If you owed tax last year or received a large refund you may want to adjust your tax withholding. Owing tax at the end of the year could result in penalties being assessed. On the other end, if you had a large refund you lost out on having the money in your pocket throughout the year. Changing jobs, getting married or divorced, buying a home or having children can all result in changes in your tax calculations.
WITHHOLDING TAX RATES IN NIGERIA.
Except for interest, rent, dividends and directors fees, most withholding tax rates on payments on earned income are accessed at the rate of 10% for corporate bodies and 5% for individuals. The actual rates for most items are shown in the table below:-
Type of Payment Companies Individuals
Dividends 10 10
Management fees 10 5
Bond interest, royalties 10 5
Interest 10 10
Rent 10 10
Royalties 10 5
Consultancy and technical service fees 10 10
Commission 10 5
Construction contracts 5 5
Income from all aspects of building and other civil
Works construction 5 5
Income from contracts other than outright sale and
Purchase of goods and property in the ordinary
course of business 5 5
Directors’ fees 10 10
Taxed Nigerian dividend subsequently redistributed
by a company Nil Nil
In Nigeria, Non resident recipients of income in the form of interest, dividends and royalties, upon deduction of withholding tax, are not liable to further tax payments, under Nigerian law, provided that for the tax year, they remain non-resident. Also in Nigeria, where there is an agency arrangement, it is only the rewarding commission of the Agent that is subject to payment of withholding tax
PENALTIES FOR LATE OR NON-REMITTANCE OF WITHHOLDING TAX.
All withholding tax liabilities are required to be collected and paid over to the tax authorities within 30 days of their becoming due for payment. Where there is a failure to remit this Tax for whatever reason, the penalty on conviction is a 200% fine of the tax due in addition to commercial rates of interest until the entire amount accessed as withholding tax is fully paid.

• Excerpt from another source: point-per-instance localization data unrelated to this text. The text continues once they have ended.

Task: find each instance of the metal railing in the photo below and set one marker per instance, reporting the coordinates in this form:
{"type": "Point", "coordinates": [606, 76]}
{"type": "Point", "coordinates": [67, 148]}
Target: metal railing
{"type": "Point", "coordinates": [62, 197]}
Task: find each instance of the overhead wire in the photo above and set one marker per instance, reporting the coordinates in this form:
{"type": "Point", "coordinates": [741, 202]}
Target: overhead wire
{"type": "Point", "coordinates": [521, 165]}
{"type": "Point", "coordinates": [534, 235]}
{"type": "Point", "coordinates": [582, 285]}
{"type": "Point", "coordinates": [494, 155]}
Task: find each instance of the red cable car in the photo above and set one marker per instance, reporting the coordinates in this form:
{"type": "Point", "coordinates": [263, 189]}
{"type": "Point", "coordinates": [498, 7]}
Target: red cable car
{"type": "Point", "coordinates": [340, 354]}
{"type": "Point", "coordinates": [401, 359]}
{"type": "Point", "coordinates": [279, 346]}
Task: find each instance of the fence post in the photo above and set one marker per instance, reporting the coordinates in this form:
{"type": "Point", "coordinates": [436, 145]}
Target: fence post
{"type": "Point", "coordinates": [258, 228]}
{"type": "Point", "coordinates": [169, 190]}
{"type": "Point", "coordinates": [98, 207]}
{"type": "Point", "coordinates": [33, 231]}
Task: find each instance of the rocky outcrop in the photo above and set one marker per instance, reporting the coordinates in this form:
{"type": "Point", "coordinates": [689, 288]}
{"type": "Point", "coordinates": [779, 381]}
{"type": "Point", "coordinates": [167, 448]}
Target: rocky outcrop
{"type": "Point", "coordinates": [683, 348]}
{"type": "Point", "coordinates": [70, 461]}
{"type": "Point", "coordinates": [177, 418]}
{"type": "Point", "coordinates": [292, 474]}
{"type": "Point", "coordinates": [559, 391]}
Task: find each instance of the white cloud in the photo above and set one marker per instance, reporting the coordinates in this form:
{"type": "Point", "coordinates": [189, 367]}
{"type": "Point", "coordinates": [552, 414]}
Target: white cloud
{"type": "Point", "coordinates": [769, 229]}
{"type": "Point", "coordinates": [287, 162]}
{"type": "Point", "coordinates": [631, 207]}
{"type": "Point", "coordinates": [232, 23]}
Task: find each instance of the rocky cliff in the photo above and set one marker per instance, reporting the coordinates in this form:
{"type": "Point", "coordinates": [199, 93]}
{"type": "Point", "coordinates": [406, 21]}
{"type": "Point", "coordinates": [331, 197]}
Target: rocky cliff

ADVANTAGES OF WITHHOLDING TAX.
The Federal Board of Inland Revenue in its Book, “General Tax Guide For Tax Administrators & Practitioners” enumerated the following advantages which we now summarise for your convenience: –
I This Tax helps to broaden the tax net by bringing otherwise unknown tax payers or tax evaders into the tax net.
II This Tax prevents tax evasion(s) which are usually disguised in obscure transactions.
III This Tax makes tax payment less cumbersome for the tax payer who may not have the culture of filing tax returns and making tax payments.
IV This Tax guarantees regular flow of revenue to the government.
V This Tax is a form of voluntary compliance with tax Laws.
DISADVANTAGES WITH WITHHOLDING TAX ADMINISTRATION.
A. The tax guide does not state any disadvantage. From experience however, the Practical Problems with this tax is the fact that principals in a contract sometimes deduct this tax from the entire contract sum instead of withholding only the required percentage of the income accruing to the contracted party.
B. Also, deductions made are not remitted to the Inland Revenue Service. This unfortunately deprives the contracted party the advantage of claiming tax credits. As the contracted party is usually in a much weaker position, it finds it difficulty to insist on its rights.
C. There are also complaints of delays in obtaining the Tax Credit Note from the Inland Revenue Services.
To have a more profitable business, it is recommended that you increase your knowledge in this area, ensure that in pre-contract negotiations and documentation, the payment of this Tax is resolved and that the correct rate is deducted as withholding tax. You should request very nicely for evidence of the payment of this Tax so that you can benefit from the tax credits accruing when your final tax is computed.